Les 25 ans de Dogma : interview de Kevin Smith
Il est venu à Cannes à trois reprises, pour Clerks en 1994, Dogma en 1999, Clerks 2 en 2006 : l’iconique Kevin Smith est de retour pour présenter Dogma en version restaurée à Cannes Classics. Il se livre pêle-mêle sur ce film culte retrouvé, ses convictions religieuses et un sequel en préparation.
Pourquoi cette restauration, 25 ans après la sortie du film ?
Le film est revenu à moi. Alessandra Williams, qui s’occupe du film, l’a récupéré des mains d’Harvey Weinstein. Il en détenait les droits depuis des années. Dogma était resté enfermé dans son placard. Puis il a eu des ennuis, comme tout le monde le sait. Il avait besoin d’argent pour son procès. Quelques films faisaient partie de sa collection personnelle, comme Kids (1995) de Larry Clark, et Alessandra a réussi à lui racheter Dogma.
J’ai alors fait une tournée à travers les États-Unis avec le film : je l’ai montré dans les salles. Et un jour, Alessandra m’a annoncé qu’il serait projeté à Cannes. J’étais stupéfait. Simplement parce qu’elle avait eu cette vision, et qu’elle avait sauvé le film.
Quels souvenirs gardez-vous de vos passages à Cannes ?
Je suis venu trois fois à Cannes, mais soyons honnêtes : je n’ai pas fait de film digne d’y être présenté depuis longtemps. Je ne pensais pas y revenir un jour. Donc oui, on vit un peu un rêve en ce moment.
Je me souviens qu’à l’époque de Dogma, ils avaient installé des détecteurs de métaux au Palais pour la première fois, parce qu’il y avait des menaces de mort !
Vous reconnaissez-vous encore dans la personne que vous étiez à cette époque ?
Je suis actuellement en tournée aux États-Unis pour présenter le film.
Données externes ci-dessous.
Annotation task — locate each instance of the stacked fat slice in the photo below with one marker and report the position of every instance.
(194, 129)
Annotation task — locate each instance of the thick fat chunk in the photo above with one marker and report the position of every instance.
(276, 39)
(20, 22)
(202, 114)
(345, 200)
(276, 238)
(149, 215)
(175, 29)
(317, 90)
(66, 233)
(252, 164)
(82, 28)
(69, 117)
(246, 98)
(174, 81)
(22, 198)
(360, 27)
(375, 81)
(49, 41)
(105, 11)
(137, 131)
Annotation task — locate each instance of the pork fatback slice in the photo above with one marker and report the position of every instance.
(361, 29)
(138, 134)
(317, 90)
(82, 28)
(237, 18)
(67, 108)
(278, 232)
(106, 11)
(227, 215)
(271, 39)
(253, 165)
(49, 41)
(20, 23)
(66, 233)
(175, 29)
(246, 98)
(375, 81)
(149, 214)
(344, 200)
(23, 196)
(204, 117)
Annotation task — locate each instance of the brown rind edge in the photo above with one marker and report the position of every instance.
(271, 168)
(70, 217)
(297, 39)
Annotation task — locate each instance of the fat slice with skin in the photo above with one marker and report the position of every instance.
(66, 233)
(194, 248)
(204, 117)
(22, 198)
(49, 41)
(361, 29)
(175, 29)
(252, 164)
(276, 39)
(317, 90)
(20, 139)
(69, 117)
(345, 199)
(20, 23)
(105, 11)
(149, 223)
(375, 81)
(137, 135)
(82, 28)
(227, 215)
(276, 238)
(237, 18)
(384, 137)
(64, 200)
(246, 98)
Je le vois donc presque tous les soirs, avec le public, suivi d’une séance de questions-réponses. Et chaque fois que je lève les yeux vers l’écran, je vois le gamin qui a fait ce film. Celui qui l’a écrit avant même Clerks.
Ce gamin croyait en tout ce qu’il montrait à l’écran. Dogma, c’était sa religion, une prière d’enfant. Je me souviens de ce qu’il ressentait, de son désir d’exprimer sa foi. Il voulait inventer sa propre version de l’Église. C’est ça, Dogma : ma vision du service dominical… avec des blagues anales.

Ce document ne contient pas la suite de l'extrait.